CMOS ADVANTAGES OVER CCD

 

Standard Fabrication Lowers Costs and Enables On-Chip Integration
CCD sensors rely on specialized fabrication that requires dedicated—and costly—manufacturing processes. In contrast, CMOS image sensors can be made at standard manufacturing facilities that produce 90% of all semiconductor chips, from powerful microprocessors to RAM and ROM memory chips. This standardization results in economies of scale and leads to ongoing process-line improvements. CMOS processes, moreover, enable very large scale integration (VLSI), and this is used by Photobit’s “active-pixel” architectures to incorporate all necessary camera functions onto one chip. Such integration creates a compact camera system that is more reliable and obviates the need for peripheral support chip packaging and assembly, further reducing cost.
 

 

Low Power Usage Extends Battery Life
Active-pixel sensor architectures consume much less power—up to 100x less power—than their CCD counterparts. This is a great advantage in battery-dependent portable applications, such as laptop computers, hand-held scanners, and video cellphones. CCD systems, on the other hand, tend to be inherently power hungry. This is because CCDs are essentially capacitive devices, needing external control signals and large clock swings (5–15 volts) to achieve acceptable charge transfer efficiencies. Their off-chip support circuitry dissipates significant power. CCD systems require numerous power supplies and voltage regulators for operation, whereas active-pixel sensors use a single 5-volt (or 3.3-volt) supply, reducing power-supply inefficiency. A CCD system typically requires 2–5 watts (digital output), compared to 20–50 milliwatts for the same pixel throughput using an active-pixel system.
 

 

Random Access to Regions of Interest Adds Flexibility
In CMOS active-pixel image sensors, both the photodetector and the readout amplifier are part of each pixel. This allows the integrated charge to be converted into a voltage inside the pixel, which can then be read out over X-Y wires (instead of using a charge domain shift register, as in CCDs).

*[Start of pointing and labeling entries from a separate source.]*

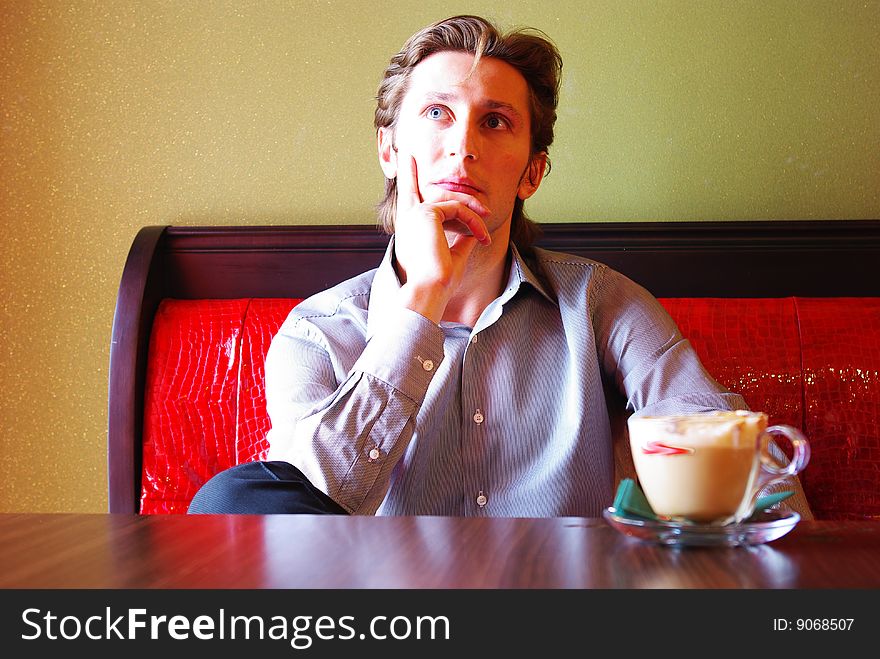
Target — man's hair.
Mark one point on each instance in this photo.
(528, 51)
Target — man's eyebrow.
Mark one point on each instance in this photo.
(491, 104)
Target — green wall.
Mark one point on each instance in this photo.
(116, 115)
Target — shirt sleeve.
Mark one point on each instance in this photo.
(347, 433)
(642, 350)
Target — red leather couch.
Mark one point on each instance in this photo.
(198, 307)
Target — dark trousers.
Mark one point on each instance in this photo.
(262, 488)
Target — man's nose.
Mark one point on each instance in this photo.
(463, 141)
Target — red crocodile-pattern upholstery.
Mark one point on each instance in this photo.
(263, 319)
(840, 338)
(204, 407)
(751, 346)
(813, 363)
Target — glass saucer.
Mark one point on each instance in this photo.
(761, 527)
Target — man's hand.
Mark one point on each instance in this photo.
(433, 241)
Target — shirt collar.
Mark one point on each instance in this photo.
(386, 285)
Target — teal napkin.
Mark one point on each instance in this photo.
(630, 501)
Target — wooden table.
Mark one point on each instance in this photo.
(288, 551)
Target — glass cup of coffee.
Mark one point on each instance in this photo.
(710, 467)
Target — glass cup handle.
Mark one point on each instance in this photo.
(770, 473)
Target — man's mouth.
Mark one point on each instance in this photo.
(455, 184)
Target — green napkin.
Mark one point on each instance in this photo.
(630, 501)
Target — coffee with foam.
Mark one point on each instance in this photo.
(702, 467)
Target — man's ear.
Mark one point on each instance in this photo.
(533, 176)
(387, 152)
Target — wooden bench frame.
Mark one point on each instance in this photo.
(672, 259)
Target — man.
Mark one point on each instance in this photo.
(465, 375)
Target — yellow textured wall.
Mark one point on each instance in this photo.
(116, 115)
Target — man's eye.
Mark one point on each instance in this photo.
(495, 121)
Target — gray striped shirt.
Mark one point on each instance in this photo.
(389, 413)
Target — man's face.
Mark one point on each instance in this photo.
(469, 134)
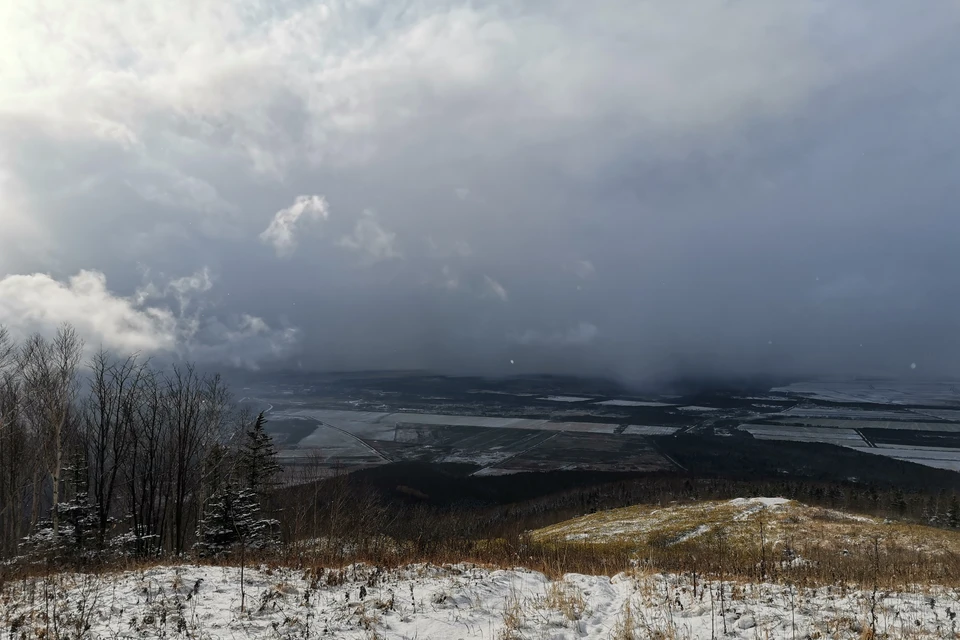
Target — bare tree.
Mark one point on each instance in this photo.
(197, 408)
(109, 423)
(13, 448)
(49, 370)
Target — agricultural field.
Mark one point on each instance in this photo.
(543, 424)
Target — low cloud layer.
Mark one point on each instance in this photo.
(644, 189)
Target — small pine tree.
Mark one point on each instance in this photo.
(77, 519)
(233, 518)
(258, 459)
(953, 513)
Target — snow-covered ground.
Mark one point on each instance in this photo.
(462, 601)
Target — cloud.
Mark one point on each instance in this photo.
(40, 303)
(371, 240)
(583, 269)
(281, 233)
(689, 172)
(582, 334)
(37, 302)
(495, 289)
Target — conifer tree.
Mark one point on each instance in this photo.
(258, 459)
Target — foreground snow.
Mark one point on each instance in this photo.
(453, 602)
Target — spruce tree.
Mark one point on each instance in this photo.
(234, 515)
(258, 460)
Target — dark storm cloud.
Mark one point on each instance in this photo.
(642, 189)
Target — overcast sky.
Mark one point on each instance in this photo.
(641, 188)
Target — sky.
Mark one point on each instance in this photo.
(634, 188)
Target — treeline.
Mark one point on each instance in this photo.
(114, 454)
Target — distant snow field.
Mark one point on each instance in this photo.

This column and row addressability, similar to common DRAM, allows for window-of-interest readout (windowing), which can be utilized for on-chip electronic pan, tilt, and zoom. Windowing provides much added flexibility in applications that need image compression, motion detection, or target tracking.
 

 

No Artifacts, Smear, or Blooming Means Higher-Quality Images
With Photobit active-pixel architectures, the RMS input-referred noise is comparable to the very high-end (and expensive) CCDs. Both technologies provide excellent imagery compared with other CMOS image sensors. Photobit active-pixel architectures use intra-pixel amplification in conjunction with both temporal and fixed-pattern noise suppression circuitry (i.e., correlated double sampling), which produces exceptional imagery in terms of dynamic range (a wide ~75 dB) and noise (a low ~15 e-RMS noise floor), with low fixed-pattern noise (<0.15% sat). Photobit active-pixel sensors achieve a quantum efficiency (sensitivity) that is comparable to high-end CCDs, but, unlike CCDs, they are not prone to column streaking due to blooming pixels. This is because CCDs rely on charge domain shift registers that can leak charge to adjacent pixels when the CCD register overflows, causing bright lights to "bloom" and leading to unwanted streaks in the image. In Photobit active-pixel architectures, the signal charge is converted to a voltage inside the pixel and read out over the column bus, as in a DRAM. Photobit sensors have built-in anti-blooming protection in each pixel, so that there is no blooming. Smear, caused by charge transfer in a CCD under illumination, is also avoided.
 

 

IFaster Frame Rates
CMOS active-pixel designs are inherently fast, which is an advantage in machine-vision and motion-analysis applications particularly. Active pixels can drive an image array’s column buses at greater speeds than is possible on passive-pixel CMOS sensors or CCDs, and on-chip analog-to-digital conversion (ADC) eases the driving of high-speed signals off-chip. (Photobit supplies the world’s fastest image sensor, the PB-1024, which runs at over 500 frames per second at megapixel resolution. This chip’s design allows it to sub-sample rows in the array to achieve even faster speeds. With a 66-megahertz clock, for example, a row time is 2 microseconds, which yields a frame rate of 1,953 fps when 256 rows are sampled or 50,000 fps when 10 rows are sampled.) A separate benefit of on-chip ADCs is the output signal’s low sensitivity to pick-up or crosstalk. This facilitates computer and digital-controller interfacing while adding to system robustness.
 

 

On-Chip Integrated Circuitry Enables “Smart” Camera Functions
CMOS active-pixel architectures allow signal processing to be integrated on-chip. Beyond the standard camera functions—AGC, auto-exposure control, etc.—many higher-level DSP functions can be realized. These include anti-jitter (image stabilization) for camcorders, image compression (before and after readout), color encoding, computer databus interface circuits, multi-resolution imaging, motion tracking for perimeter surveillance (“smart image sensing”), video conferencing, and wireless control.